Vic Falls Air
Some cool South Africa Wildlife Photography Course images:
Vic Falls Air
The current geological history of Victoria Falls can be seen in the kind of the gorge below the falls. The basalt plateau over which the Zambezi River streams has many large fractures fulled of weaker sandstone. The largest splits run about eastern to west, with smaller sized north-south splits connecting them. The falls have actually been receding up stream over the last 100 000 years, eroding the sandstone-filled fractures to form the zig-zag voids which are called the batoka gorges. Today river’s course in the locality of the falls is north to south, and as a result opens the huge east-west split across its complete width, then cuts back with a brief north-south split to the following east-west one.
Wildlife photography, art work and graphic modifying from Jason Wharam Photography.
The African Wattled Lapwing or Senegal Wattled Plover, Vanellus senegallus, is a big lapwing, a group of largish waders in the household Charadriidae. It is a homeowner breeder in most of sub-Saharan Africa outside the jungles, although it has seasonal motions.
These are visible and unmistakable birds. They are huge brown waders with a black crown, white forehead and big yellow facial wattles. The tail is white, tipped black, and the long legs are yellow.
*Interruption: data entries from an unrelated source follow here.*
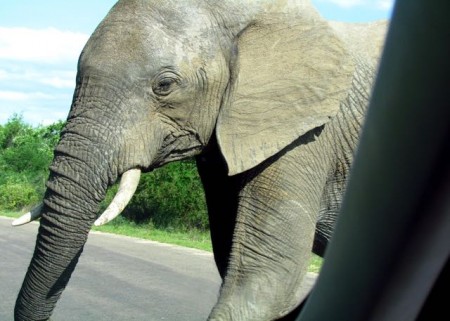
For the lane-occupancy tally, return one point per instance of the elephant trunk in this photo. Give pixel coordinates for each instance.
(70, 207)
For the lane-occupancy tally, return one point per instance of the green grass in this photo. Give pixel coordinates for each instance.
(192, 239)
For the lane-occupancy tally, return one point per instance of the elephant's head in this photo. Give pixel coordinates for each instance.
(155, 81)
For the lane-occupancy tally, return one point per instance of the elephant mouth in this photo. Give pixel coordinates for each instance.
(127, 187)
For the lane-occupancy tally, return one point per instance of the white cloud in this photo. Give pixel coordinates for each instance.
(40, 45)
(376, 4)
(57, 78)
(22, 96)
(347, 3)
(385, 4)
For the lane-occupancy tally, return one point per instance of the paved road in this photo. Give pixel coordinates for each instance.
(118, 278)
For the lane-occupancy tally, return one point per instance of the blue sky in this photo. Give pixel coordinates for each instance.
(40, 42)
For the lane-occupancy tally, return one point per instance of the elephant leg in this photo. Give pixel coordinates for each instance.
(221, 192)
(275, 227)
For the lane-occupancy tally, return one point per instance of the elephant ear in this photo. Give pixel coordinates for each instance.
(286, 79)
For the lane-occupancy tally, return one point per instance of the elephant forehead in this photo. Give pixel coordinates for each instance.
(146, 45)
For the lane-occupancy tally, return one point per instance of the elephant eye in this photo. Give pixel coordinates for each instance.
(164, 86)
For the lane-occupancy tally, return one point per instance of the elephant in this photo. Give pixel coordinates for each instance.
(266, 95)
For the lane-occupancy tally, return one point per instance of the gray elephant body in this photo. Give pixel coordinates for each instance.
(269, 99)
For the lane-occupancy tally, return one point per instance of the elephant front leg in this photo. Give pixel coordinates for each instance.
(272, 242)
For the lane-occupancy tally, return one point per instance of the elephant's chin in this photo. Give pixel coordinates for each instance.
(127, 188)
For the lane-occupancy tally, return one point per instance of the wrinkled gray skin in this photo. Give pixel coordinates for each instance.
(268, 98)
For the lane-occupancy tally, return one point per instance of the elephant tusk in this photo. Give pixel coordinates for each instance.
(127, 187)
(32, 215)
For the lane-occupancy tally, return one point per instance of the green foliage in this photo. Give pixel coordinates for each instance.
(25, 154)
(170, 197)
(17, 192)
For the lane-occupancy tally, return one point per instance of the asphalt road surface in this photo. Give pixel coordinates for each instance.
(118, 278)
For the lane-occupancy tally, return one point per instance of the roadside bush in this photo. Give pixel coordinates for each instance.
(25, 154)
(170, 197)
(17, 193)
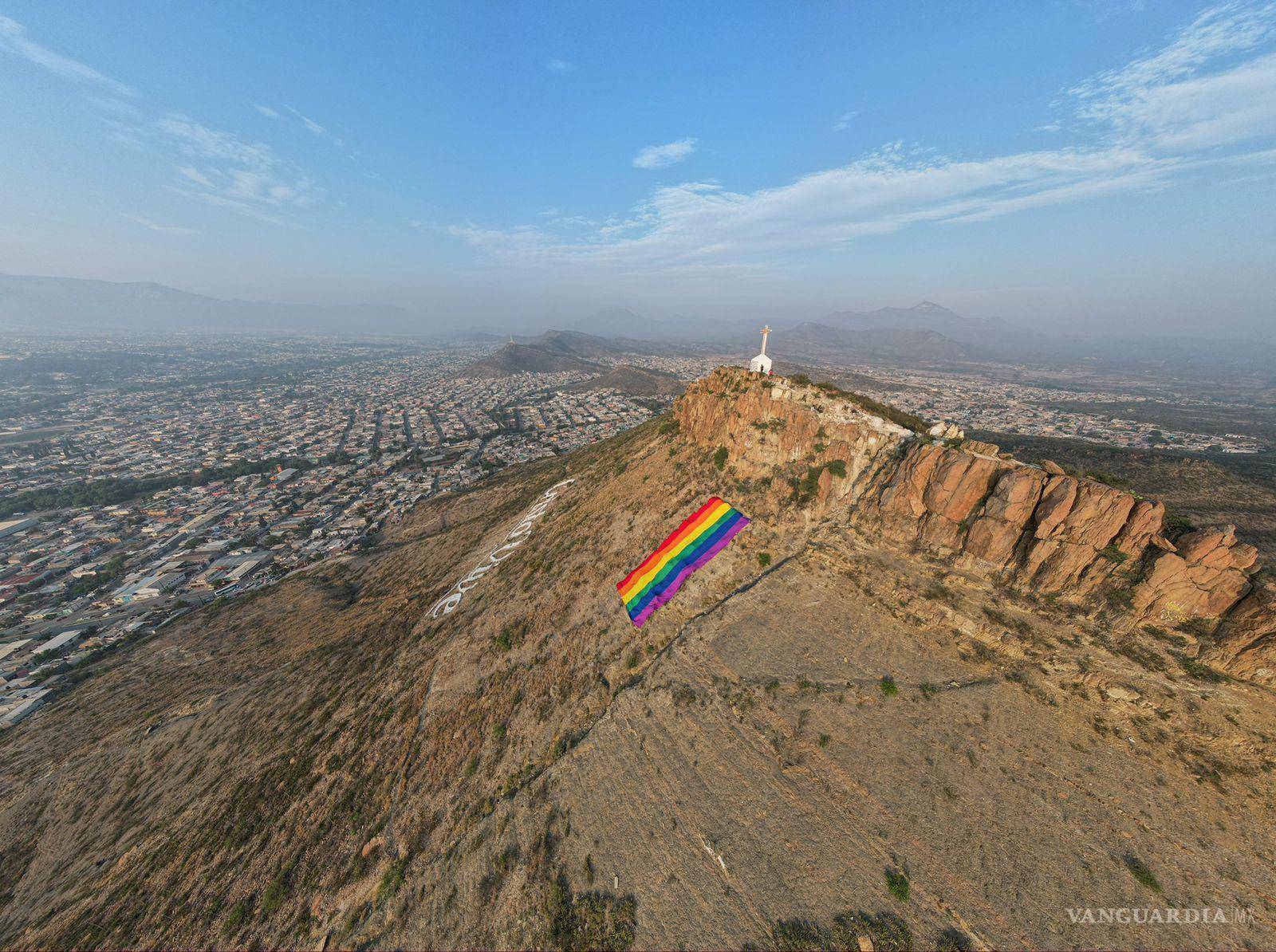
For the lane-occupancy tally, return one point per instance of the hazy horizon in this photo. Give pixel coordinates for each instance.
(1076, 166)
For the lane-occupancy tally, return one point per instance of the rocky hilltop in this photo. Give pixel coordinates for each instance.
(1030, 526)
(931, 697)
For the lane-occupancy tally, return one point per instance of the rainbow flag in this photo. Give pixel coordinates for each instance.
(695, 541)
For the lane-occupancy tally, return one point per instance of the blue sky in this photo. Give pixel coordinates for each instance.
(1090, 163)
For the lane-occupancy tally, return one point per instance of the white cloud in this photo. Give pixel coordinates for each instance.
(842, 121)
(246, 176)
(215, 167)
(1205, 101)
(13, 38)
(195, 175)
(161, 229)
(664, 156)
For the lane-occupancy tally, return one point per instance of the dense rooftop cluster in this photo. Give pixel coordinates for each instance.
(138, 482)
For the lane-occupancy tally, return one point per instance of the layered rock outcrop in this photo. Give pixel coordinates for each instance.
(1030, 526)
(1246, 645)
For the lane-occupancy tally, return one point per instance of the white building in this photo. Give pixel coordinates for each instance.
(762, 363)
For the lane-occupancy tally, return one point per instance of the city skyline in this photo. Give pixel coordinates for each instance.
(1088, 165)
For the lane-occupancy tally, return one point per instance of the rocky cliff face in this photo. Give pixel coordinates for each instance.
(1033, 527)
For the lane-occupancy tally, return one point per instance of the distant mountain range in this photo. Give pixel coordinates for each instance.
(80, 304)
(928, 331)
(988, 332)
(559, 351)
(814, 340)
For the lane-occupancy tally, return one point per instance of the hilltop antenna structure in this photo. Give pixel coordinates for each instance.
(762, 363)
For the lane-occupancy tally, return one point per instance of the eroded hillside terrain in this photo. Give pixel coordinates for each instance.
(931, 694)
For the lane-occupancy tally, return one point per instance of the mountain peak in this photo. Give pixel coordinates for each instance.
(931, 306)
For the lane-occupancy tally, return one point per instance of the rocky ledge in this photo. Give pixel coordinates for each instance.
(1029, 526)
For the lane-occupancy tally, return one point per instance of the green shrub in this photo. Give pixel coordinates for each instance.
(897, 884)
(1141, 871)
(1201, 671)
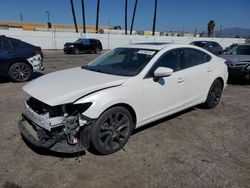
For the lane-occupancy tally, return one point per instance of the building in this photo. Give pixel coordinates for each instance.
(44, 27)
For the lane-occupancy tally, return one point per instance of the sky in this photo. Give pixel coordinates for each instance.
(173, 15)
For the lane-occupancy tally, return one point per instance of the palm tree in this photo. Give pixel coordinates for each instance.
(126, 17)
(210, 28)
(154, 20)
(74, 15)
(133, 18)
(83, 17)
(97, 15)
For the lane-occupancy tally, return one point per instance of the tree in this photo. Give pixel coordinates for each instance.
(97, 15)
(83, 17)
(154, 20)
(74, 15)
(126, 17)
(133, 17)
(210, 28)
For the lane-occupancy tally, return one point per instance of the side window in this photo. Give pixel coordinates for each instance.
(15, 43)
(191, 57)
(243, 50)
(6, 44)
(169, 60)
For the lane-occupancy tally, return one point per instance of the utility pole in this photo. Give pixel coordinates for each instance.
(133, 18)
(97, 16)
(126, 17)
(83, 17)
(48, 15)
(220, 30)
(73, 14)
(154, 20)
(21, 17)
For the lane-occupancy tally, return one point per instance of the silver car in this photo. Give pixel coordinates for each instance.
(238, 60)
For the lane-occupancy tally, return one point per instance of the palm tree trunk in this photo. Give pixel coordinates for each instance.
(74, 15)
(97, 15)
(133, 18)
(154, 20)
(126, 17)
(83, 17)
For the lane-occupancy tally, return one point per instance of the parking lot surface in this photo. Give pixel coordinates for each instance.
(194, 148)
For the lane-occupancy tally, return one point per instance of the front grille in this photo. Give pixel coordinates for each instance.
(42, 108)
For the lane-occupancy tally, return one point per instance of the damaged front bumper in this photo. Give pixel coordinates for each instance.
(54, 140)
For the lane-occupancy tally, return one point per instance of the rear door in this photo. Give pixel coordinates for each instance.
(198, 70)
(6, 54)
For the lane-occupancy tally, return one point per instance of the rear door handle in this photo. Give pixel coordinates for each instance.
(180, 80)
(210, 69)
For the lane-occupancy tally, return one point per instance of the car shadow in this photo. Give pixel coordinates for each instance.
(4, 80)
(46, 152)
(42, 151)
(237, 80)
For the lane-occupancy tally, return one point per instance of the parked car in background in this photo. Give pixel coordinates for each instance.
(100, 104)
(18, 59)
(83, 45)
(213, 47)
(238, 60)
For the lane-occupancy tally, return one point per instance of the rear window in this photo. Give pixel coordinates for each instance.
(190, 57)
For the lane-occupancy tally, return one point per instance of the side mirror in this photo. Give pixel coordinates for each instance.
(163, 72)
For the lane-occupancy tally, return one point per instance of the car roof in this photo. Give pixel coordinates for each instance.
(204, 41)
(157, 45)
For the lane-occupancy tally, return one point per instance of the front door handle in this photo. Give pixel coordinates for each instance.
(180, 80)
(7, 52)
(210, 69)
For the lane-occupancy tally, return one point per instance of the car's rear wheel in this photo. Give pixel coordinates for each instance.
(214, 94)
(97, 50)
(75, 51)
(20, 72)
(112, 130)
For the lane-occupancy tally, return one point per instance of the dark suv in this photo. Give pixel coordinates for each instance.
(211, 46)
(238, 60)
(83, 45)
(18, 59)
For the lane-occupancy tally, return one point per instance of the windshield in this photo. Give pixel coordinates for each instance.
(239, 50)
(122, 61)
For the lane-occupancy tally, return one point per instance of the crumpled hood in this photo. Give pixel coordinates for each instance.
(69, 85)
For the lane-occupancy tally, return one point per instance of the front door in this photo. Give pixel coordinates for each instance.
(165, 95)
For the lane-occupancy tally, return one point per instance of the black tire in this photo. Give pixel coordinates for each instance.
(112, 130)
(214, 94)
(75, 51)
(97, 50)
(20, 72)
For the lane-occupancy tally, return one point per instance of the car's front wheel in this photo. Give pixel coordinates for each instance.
(20, 72)
(214, 94)
(112, 130)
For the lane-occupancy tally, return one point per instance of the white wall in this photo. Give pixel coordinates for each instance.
(56, 40)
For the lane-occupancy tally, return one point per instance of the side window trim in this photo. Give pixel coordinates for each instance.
(149, 73)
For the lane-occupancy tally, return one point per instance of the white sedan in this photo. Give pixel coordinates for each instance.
(101, 103)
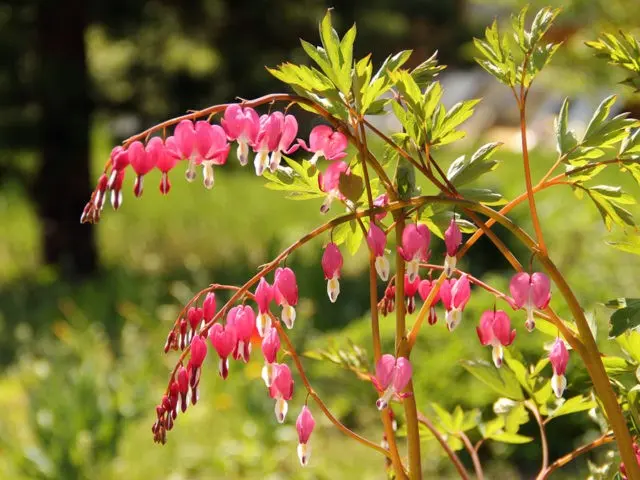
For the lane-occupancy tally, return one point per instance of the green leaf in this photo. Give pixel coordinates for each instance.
(630, 344)
(351, 186)
(575, 404)
(566, 139)
(514, 438)
(584, 173)
(461, 171)
(483, 195)
(625, 318)
(502, 380)
(600, 114)
(617, 365)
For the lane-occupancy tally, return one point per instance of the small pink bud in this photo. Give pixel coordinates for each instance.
(331, 265)
(559, 357)
(270, 345)
(198, 352)
(454, 295)
(209, 306)
(286, 294)
(377, 240)
(305, 424)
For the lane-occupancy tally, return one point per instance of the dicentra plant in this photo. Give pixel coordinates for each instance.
(382, 199)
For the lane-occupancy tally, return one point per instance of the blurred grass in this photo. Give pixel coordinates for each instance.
(88, 366)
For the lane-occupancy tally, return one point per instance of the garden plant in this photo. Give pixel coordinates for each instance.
(375, 203)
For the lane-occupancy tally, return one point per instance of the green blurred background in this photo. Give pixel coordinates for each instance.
(84, 310)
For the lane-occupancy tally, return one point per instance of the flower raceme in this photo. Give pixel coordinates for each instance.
(415, 247)
(325, 142)
(285, 290)
(530, 292)
(410, 290)
(424, 289)
(281, 389)
(454, 295)
(270, 347)
(495, 330)
(391, 378)
(264, 296)
(329, 182)
(331, 265)
(241, 125)
(452, 240)
(305, 424)
(559, 357)
(377, 240)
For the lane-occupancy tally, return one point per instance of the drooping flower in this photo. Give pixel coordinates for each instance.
(424, 289)
(263, 296)
(285, 290)
(325, 142)
(559, 357)
(119, 161)
(281, 389)
(452, 240)
(329, 182)
(194, 316)
(410, 290)
(455, 295)
(289, 131)
(381, 201)
(165, 159)
(415, 247)
(495, 330)
(377, 240)
(224, 340)
(209, 307)
(530, 292)
(392, 376)
(241, 125)
(184, 145)
(141, 163)
(331, 265)
(623, 469)
(270, 347)
(243, 319)
(267, 140)
(305, 424)
(212, 149)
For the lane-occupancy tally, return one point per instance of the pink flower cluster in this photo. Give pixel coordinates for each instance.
(233, 339)
(202, 144)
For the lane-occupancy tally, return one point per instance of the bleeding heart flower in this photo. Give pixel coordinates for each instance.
(455, 294)
(325, 142)
(495, 330)
(304, 425)
(530, 292)
(377, 240)
(392, 376)
(331, 265)
(559, 357)
(415, 247)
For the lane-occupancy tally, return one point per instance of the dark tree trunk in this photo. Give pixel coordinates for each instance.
(62, 185)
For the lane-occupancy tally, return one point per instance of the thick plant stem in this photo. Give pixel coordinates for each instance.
(410, 410)
(527, 177)
(443, 443)
(543, 435)
(598, 374)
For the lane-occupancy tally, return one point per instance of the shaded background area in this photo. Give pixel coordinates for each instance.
(84, 310)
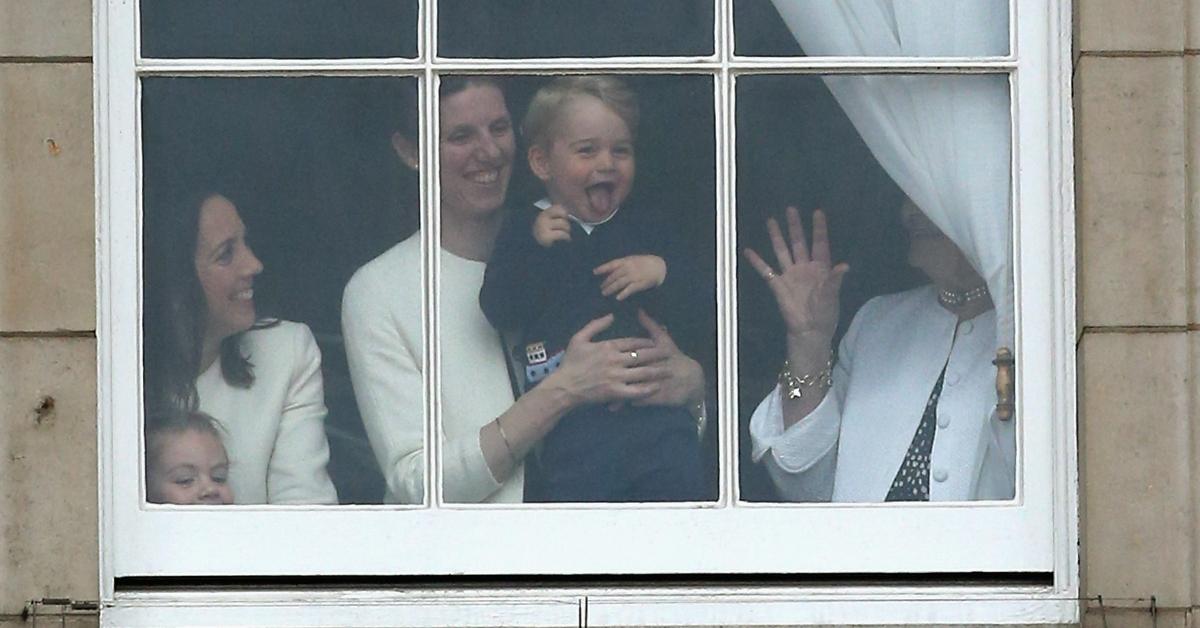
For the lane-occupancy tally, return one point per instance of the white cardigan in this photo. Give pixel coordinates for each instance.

In air travel, African Wattled Lapwings’ upperwings have black flight feathers and brown coverts separated by a white bar. The underwings are white with black air travel feathers. The African Wattled Lapwing has a loud peep-peep call.
This species is a typical breeder in wet lowland environments, especially wet meadow. It often feeds in drier environments, such as golf courses, choosing pests and various other invertebrates from the ground. It lays three or 4 eggs on a ground scrap.
Wildlife photography, art work and graphic editing from Jason Wharam Photography.